A New Algorithm for Detecting Outliers in Linear Regression


  •  Mehmet Satman    

Abstract

In this paper, we present a new algorithm for detecting multiple outliers in linear regression. The algorithm is based on a non-iterative robust covariance matrix and concentration steps used in LTS estimation. A robust covariance matrix is constructed to calculate Mahalanobis distances of independent variables which are then used as weights in weighted least squares estimation. A few concentration steps are then performed using the observations that have smallest residuals. We generate random data sets for $n=10^3, 10^4, 10^5$ and $p=5,10$ to show up the capabilities of the algorithm.
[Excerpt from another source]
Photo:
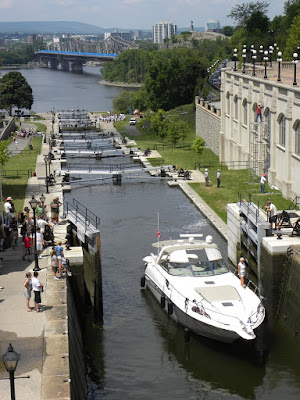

In our Monte Carlo simulations, it is shown that our algorithm has very low masking and swamping ratios when the number of observations is up to $10^4$ in the case of maximum contamination in X-Space. It is also shown that, the algorithm is successful in the case of Y-Space outliers when the contamination level, sample size and number of parameters are up to $30\%$, $n=10^5$, and $p=10$, respectively. Bias, variance and MSE statistics are calculated for different scenarios. The reported computation time of our implementation is quite short. It is concluded that the presented algorithm is suitable and applicable for detecting multiple outliers in regression analysis with its small masking and swamping ratios, accurate estimates of regression parameters except the intercept, and short computation time in large data sets and high level of contamination. A future work is required for reducing bias and variance of the intercept estimator in the model.


This work is licensed under a Creative Commons Attribution 4.0 License.